The prevention playbook
Stay within arm's reach
For the next few months, every time your child plays with other kids, sit right there. Not across the room. Right there. Close enough to intercept.
Your closeness helps your child feel connected and safe, reducing the stress that triggers hitting. And you can catch it before it happens. When you see the tension building (the tight jaw, the raised hand, the body leaning in), you can redirect before anyone gets hurt.
Brief your child beforehand
Before you walk in: "We are going to Maya's house. If you want a toy someone has, come tell me. If you get mad, come tell me. If you hit, we leave right away."
Keep it matter-of-fact. You are informing, not threatening. Knowing what to expect makes the situation less overwhelming.
Limit group size
If your child hits more in groups, scale back to one-on-one playdates with a calmer kid. This is meeting your child where their social development is.
When hitting happens: the response protocol
Step one: breathe. One breath. You need your brain online first.
Step two: tend to the other child. Check on the kid who got hit. This models the empathy you want your child to develop. "Are you okay? That hurt. I'm sorry that happened."

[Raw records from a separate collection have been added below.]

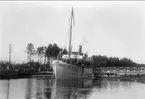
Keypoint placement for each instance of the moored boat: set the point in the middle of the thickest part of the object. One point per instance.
(73, 65)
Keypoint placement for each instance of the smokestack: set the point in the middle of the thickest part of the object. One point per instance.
(80, 49)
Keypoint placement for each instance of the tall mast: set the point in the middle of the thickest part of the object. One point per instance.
(70, 37)
(9, 53)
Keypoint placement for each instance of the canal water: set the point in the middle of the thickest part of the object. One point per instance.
(45, 88)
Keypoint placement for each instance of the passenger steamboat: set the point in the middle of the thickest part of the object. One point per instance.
(74, 65)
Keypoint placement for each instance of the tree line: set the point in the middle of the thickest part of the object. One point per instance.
(43, 53)
(104, 61)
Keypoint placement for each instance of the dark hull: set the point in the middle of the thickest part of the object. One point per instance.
(67, 71)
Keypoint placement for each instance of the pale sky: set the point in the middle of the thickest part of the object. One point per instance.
(115, 29)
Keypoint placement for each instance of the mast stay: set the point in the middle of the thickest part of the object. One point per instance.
(72, 21)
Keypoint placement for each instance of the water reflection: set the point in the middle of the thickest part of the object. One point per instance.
(45, 88)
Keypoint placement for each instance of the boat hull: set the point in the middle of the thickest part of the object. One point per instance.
(67, 71)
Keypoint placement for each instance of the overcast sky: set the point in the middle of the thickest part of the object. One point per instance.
(103, 27)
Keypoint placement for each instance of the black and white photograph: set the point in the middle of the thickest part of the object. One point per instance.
(72, 49)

Step three: remove your child. Pick them up, move away. Hold them while you apologize: "He is still learning. We are going to take a break."

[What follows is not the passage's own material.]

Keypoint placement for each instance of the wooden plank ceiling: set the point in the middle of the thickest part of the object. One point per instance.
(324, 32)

Step four: leave. No "one more chance." You said hitting means leaving. So you leave. Every time.
How to respond when your child hits at a playdate
- Take one breath firstBefore you move or speak, take a single breath to get your own nervous system under control. You cannot regulate your child if you are dysregulated yourself.

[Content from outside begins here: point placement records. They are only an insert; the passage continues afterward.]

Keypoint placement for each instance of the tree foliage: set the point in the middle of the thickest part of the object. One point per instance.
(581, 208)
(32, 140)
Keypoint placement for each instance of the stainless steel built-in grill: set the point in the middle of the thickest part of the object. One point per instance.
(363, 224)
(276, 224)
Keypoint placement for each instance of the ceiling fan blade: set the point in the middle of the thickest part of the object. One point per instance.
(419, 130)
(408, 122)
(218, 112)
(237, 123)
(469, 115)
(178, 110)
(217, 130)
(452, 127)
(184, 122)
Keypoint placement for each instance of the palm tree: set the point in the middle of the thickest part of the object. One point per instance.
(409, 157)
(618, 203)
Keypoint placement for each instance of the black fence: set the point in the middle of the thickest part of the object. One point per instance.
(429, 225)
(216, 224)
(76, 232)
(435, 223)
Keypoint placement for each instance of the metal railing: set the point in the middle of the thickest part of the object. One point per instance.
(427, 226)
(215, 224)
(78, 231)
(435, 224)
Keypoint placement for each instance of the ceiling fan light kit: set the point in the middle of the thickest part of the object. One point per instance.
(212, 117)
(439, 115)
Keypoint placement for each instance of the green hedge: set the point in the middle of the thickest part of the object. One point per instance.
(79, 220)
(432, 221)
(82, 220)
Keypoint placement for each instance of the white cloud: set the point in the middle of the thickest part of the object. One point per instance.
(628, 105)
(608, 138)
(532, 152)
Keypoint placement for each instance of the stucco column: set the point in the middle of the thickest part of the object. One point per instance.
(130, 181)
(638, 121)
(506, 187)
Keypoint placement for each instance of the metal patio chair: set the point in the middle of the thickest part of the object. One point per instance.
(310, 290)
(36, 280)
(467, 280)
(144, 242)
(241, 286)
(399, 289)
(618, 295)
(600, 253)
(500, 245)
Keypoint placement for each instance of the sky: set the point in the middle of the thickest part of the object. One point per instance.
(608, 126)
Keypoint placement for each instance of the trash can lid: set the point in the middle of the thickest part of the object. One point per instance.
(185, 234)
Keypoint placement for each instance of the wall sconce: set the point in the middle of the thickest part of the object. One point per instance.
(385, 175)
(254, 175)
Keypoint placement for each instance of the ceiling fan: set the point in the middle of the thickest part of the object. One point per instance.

- Check on the other childTend to the child who was hit before addressing your own. Say out loud what happened and that you are sorry. This models empathy in real time.
- Remove your child calmlyPick up your child or take their hand and move them away. Hold them close. Say: 'Hitting hurts. We need to take a break.' Keep your voice flat and steady.
- Leave without negotiatingIf you said hitting means leaving, leave. Your child will cry. That is expected. The crying lets them process the feelings that caused the hitting.
- Talk about it later at homeWait at least an hour. Then say: 'You hit Maya today. You were feeling really mad. Hitting hurts. Next time, come find me.' Practice the alternative together.
What to say after (and what not to say)
When everyone is genuinely calm, revisit what happened.
Say: "You hit Liam today. You were frustrated because he took the truck. Hitting hurts his body. Next time you feel that mad, come tell me and I will help."
Do not say: "We do not hit." (They know. They cannot stop themselves yet.) "Say sorry." (Forced apologies teach performance, not empathy.)
Practice the alternative
Sit on the floor and role-play. "Pretend I took your toy. What could you do instead of hitting?" Help them practice saying "Stop!" or "Mine!" or running to get you. Do this when everyone is happy, not as a consequence. You are building a new neural pathway through repetition in a calm state.
The pushing game
This sounds counterintuitive, but it works. At home, invite your child to push you. "You cannot push other kids, but you can push me." Let them push you hard. Fall over dramatically. Make it silly.
Your child has a legitimate need to feel physically powerful. The pushing game gives them a safe outlet. The laughter releases the tension that would otherwise come out as hitting at daycare tomorrow. You can also try pillow fights, wrestling on the bed, or letting them "knock you down" with a running start. The key is that they feel strong and you are both laughing.
When to get more help
Most peer aggression resolves with consistent intervention over a few weeks. Talk to your pediatrician if the hitting is getting more frequent despite consistent effort, if your child hits in calm moments (not just when overwhelmed), or if the aggression comes with extreme rigidity, sensory sensitivities, or language delays.
Getting help early means you are paying attention.